Still I can think of a few games that did a very good job.

I haven't played these sorts of games in the past few years so most of these
won't be modern, but off the top of my head I think Deus Ex 1 and Human
Revolution (the new one), System Shock 2, Thief 1+2, BioShock all did well at
making me forget that I was playing essentially an on-rails shooter.

Gameplay can be linear and that's fine. Novels are linear and they surprise us
all of the time. When gameplay is linear you can still feel like _what's being
done to you_ isn't, and that's important and I think HL2 just plain skipped
it.

All the game above are more or less linear, but they _feel_ very different in
terms of intrigue, character development, consistent pacing, and expressive
emotions. Also, in every one of these examples who your character was mattered
a good deal to the game.

Instead of hand-held waypoints, all of them offered an interesting world and
we _knew_ that we knew little about it, but we could _feel_ that it was so
damn large and scary.

The Thief universe for example was just plain incredible. Medieval setting
with a small dash of newfangled machinery and magic, but unlike space robots
or typical games with mages, both were powerful forces that are _not well
understood._ You don't get to play badass wizard. You can't control these
forces. But they're there, lumbering and wheezing.

There appear to be gods, but they are not all-powerful and somewhat stay out
of the way of humans. For all we know there were once hundreds of gods, and
they have been beaten into submission by mankind and no longer show their
faces. You get the feeling you're not let in on everything. Moral ambiguity
abounds.

You creep around looking for entrances, secrets and information. Most of the
story development is gotten by way of eavesdropping. Nothing is just plopped
in front of you like I felt for the entirety of Half-life 2. There's so much
intrigue, and at times you really feel like you're in on something, part of
this crazy, wide world filled with wonders and horrors. You get to fear it,
but at least you have your shadows, so it still gets to fear you.

Half Life 2 was a joke in comparison.
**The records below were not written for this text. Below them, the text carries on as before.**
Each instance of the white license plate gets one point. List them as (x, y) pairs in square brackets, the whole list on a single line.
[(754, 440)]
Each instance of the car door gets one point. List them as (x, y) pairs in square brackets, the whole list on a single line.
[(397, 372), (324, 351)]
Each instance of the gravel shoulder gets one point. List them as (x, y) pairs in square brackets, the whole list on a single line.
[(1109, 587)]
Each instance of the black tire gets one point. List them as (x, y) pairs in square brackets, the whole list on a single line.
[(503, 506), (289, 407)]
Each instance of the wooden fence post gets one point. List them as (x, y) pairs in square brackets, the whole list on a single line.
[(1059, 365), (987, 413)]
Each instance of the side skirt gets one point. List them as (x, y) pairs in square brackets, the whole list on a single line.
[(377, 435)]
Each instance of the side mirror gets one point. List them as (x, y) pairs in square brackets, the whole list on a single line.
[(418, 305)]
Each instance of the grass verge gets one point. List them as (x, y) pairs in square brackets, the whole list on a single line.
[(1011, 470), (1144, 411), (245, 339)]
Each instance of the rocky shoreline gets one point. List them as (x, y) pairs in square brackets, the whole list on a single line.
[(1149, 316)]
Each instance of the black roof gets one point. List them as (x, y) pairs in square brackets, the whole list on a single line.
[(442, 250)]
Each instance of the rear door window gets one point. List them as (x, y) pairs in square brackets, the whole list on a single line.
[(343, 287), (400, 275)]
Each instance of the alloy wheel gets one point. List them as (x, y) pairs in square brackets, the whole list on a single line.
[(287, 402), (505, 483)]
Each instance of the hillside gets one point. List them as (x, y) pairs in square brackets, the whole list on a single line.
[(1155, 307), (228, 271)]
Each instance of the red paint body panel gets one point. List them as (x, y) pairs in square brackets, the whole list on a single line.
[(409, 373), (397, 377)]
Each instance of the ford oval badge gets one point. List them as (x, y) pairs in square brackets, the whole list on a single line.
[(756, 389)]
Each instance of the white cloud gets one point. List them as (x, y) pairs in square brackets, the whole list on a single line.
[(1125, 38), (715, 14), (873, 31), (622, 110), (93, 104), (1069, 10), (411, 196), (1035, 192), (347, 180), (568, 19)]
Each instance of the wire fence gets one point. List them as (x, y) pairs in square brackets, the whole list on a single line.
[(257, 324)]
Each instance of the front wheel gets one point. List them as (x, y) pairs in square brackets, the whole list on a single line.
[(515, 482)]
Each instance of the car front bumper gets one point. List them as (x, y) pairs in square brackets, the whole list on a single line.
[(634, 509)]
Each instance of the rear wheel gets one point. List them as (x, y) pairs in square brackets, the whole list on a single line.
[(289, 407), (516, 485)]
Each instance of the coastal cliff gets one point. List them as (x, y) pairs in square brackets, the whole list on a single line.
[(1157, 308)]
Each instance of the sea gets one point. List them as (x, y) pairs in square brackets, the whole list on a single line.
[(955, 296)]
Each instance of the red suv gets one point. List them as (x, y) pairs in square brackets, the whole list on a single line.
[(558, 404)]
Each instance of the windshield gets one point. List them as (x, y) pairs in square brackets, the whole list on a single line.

You're treated like a kid. You walk into
a shitty house and some clown colonel (Odessa Cubbage) hands you an RPG, and
lo' a gunship, go nuts kid, there's infinite ammo in the box over there. I'll
wait out back.

Can you imagine storyboarding that? I hope to god it was more interesting than
"well we got the car plot device out of the way. What's the next thing the
player needs to check off?"

But the end result wasn't.

(all this criticizing leaves a dirty taste in my mouth. I promise to only be
positive on HN for the next month.)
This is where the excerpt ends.